Why does Iterator define the remove() operation?

Question

In C#, the IEnumerator interface defines a way to traverse a collection and look at the elements. I think this is tremendously useful because if you pass IEnumerable<T> to a method, it's not going to modify the original source.

However, in Java, Iterator defines the remove operation to (optionally!) allow deleting elements. There's no advantage in passing Iterable<T> to a method because that method can still modify the original collection.

remove's optionalness is an example of the refused bequest smell, but ignoring that (already discussed here) I'd be interested in the design decisions that prompted a remove event to be implemented on the interface.

What are the design decisions that led to remove being added to Iterator?

To put another way, what is the C# design decision that explicitly doesn't have remove defined on IEnumerator?

score 8 · Accepted Answer · answered Jul 25 '12 at 11:18

8

Iterator is able to remove elements during iteration. You cannot iterate collection using iterator and remove elements from target collection using remove() method of that collection. You will get ConcurrentModificationException on next call of Iterator.next() because iterator cannot know how exactly the collection was changed and cannot know how to continue to iterate.

When you are using remove() of iterator it knows how the collection was changed. Moreover actually you cannot remove any element of collection but only the current one. This simplifies continuation of iterating.

Concerning to advantages of passing iterator or Iterable: you can always use Collection.unmodifireableSet() or Collection.unmodifireableList() to prevent modification of your collection.

answered Jul 25 '12 at 11:18

AlexR

114,158
16
130
208

`unmodifiableXYZ` is just a runtime thing though, I like static invariants. I was more interested in the design decision that led to `remove` being added and perhaps why C# chose not too. – Jeff Foster Jul 25 '12 at 11:21
The worse thing to use `unmodifiableXYZ` is that if someone passed an `XYZ` that is already wrapped, you may wrap it twice, and you have no way to avoid it unless you use reflection to work it out. Although I believe the implementation would optimize this, it is still looks too bad to me. – Earth Engine Mar 15 '13 at 04:42
Looked at the OpenJDK implementation, it does not seem to avoid any multiple wrapping. That means in a complicated application you may finally wrap a simple `ArrayList` for 100 times or more. – Earth Engine Mar 15 '13 at 04:51

score 2 · Answer 2 · answered Jul 25 '12 at 11:21

It is probably due to the fact that removing items from a collection while iterating over it has always been a cause for bugs and strange behaviour. From reading the documentation it would suggest that Java enforces at runtime remove() is only called once per call to next() which makes me think it has just been added to prevent people messing up removing data from a list when iterating over it.
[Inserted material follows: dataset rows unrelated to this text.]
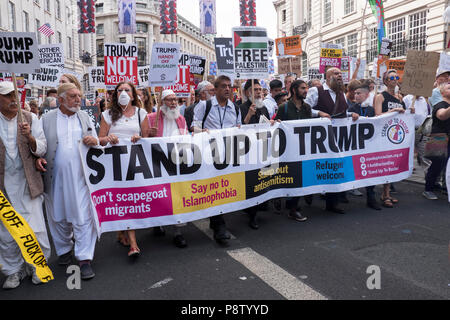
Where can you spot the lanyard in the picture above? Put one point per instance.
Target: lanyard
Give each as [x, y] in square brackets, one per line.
[222, 119]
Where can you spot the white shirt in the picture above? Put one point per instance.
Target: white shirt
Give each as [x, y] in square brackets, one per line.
[125, 127]
[421, 108]
[71, 201]
[218, 117]
[271, 105]
[16, 186]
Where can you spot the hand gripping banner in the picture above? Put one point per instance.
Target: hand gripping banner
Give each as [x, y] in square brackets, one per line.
[25, 238]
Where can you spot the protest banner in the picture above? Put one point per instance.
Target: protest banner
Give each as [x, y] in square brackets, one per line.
[398, 65]
[420, 73]
[164, 64]
[143, 76]
[225, 56]
[19, 52]
[46, 77]
[177, 179]
[444, 61]
[289, 46]
[97, 77]
[251, 59]
[120, 63]
[182, 86]
[52, 55]
[330, 56]
[314, 73]
[26, 240]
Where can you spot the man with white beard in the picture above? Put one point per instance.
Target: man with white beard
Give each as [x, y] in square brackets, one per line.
[251, 111]
[170, 123]
[67, 199]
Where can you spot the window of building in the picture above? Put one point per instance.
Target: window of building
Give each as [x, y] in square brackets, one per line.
[349, 6]
[141, 27]
[100, 29]
[99, 7]
[69, 47]
[396, 32]
[58, 9]
[12, 16]
[142, 50]
[26, 21]
[326, 11]
[352, 45]
[417, 31]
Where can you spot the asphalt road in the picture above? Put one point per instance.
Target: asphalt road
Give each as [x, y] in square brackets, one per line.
[326, 257]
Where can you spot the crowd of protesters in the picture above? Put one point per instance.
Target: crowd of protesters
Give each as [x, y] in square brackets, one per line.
[39, 161]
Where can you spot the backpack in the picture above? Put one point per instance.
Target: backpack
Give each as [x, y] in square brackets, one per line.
[208, 109]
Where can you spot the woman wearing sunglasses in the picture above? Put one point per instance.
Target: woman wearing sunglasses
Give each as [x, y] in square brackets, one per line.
[389, 101]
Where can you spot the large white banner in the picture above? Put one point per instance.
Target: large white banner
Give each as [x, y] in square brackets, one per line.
[163, 181]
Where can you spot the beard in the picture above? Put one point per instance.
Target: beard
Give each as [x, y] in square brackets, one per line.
[336, 85]
[170, 114]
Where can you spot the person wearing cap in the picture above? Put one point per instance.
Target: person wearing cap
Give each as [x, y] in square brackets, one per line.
[20, 182]
[276, 87]
[442, 76]
[123, 120]
[221, 114]
[68, 202]
[170, 123]
[385, 102]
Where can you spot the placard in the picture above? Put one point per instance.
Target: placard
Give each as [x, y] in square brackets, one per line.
[120, 63]
[19, 52]
[251, 53]
[164, 64]
[420, 73]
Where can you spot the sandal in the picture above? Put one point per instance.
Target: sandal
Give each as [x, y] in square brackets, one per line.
[134, 252]
[386, 202]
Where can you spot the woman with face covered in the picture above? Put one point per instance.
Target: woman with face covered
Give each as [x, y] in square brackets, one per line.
[123, 120]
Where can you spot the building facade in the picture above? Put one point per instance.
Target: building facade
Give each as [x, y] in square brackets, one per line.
[410, 24]
[148, 24]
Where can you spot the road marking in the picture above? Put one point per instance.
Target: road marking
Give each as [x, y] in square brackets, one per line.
[203, 225]
[276, 277]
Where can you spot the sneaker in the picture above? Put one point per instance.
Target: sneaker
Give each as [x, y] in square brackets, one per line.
[86, 271]
[429, 195]
[296, 216]
[13, 280]
[355, 192]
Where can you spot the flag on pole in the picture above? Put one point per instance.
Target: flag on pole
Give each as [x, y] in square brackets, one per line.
[208, 16]
[248, 13]
[87, 16]
[46, 30]
[127, 16]
[378, 11]
[169, 17]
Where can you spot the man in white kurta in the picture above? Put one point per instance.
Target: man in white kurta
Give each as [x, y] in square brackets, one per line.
[67, 198]
[16, 185]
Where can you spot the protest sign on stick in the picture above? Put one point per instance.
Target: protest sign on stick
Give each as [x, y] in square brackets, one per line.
[420, 73]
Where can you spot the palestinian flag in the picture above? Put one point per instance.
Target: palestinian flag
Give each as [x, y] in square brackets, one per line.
[250, 39]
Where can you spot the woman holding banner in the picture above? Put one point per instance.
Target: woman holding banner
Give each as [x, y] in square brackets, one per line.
[123, 120]
[385, 102]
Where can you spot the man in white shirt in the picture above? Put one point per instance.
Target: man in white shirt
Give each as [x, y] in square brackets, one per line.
[218, 113]
[276, 87]
[20, 182]
[67, 198]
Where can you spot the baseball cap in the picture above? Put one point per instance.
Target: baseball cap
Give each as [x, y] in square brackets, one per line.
[6, 87]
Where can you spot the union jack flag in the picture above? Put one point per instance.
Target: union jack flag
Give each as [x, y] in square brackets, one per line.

Stephen C · Answer 3 · 2012-07-25T11:41:30.180

1

There are situations where you want to be able to remove elements using the iterator because it is the most efficient way to do it. For example, when traversing a linked data structure (e.g. a linked list), removing using the iterator is an O(1) operation ... compared to O(N) via the List.remove() operations.

And of course, many collections are designed so that modifying the collection during a collection by any other means than Iterator.remove() will result in a ConcurrentModificationException.

If you have a situation where you don't want to allow modification via a collection iterator, wrapping it using Collection.unmodifiableXxxx and using it's iterator will have the desired effect. Alternatively, I think that Apache Commons provides a simple unmodifiable iterator wrapper.

By the way IEnumerable suffers from the same "smell" as Iterator. Take a look at the reset() method. I was also curious as to how the C# LinkedList class deals with the O(N) remove problem. It appears that it does this by exposing the internals of the list ... in the form of the First and Last properties whose values are LinkedListNode references. That violates another design principle ... and is (IMO) far more dangerous than Iterator.remove().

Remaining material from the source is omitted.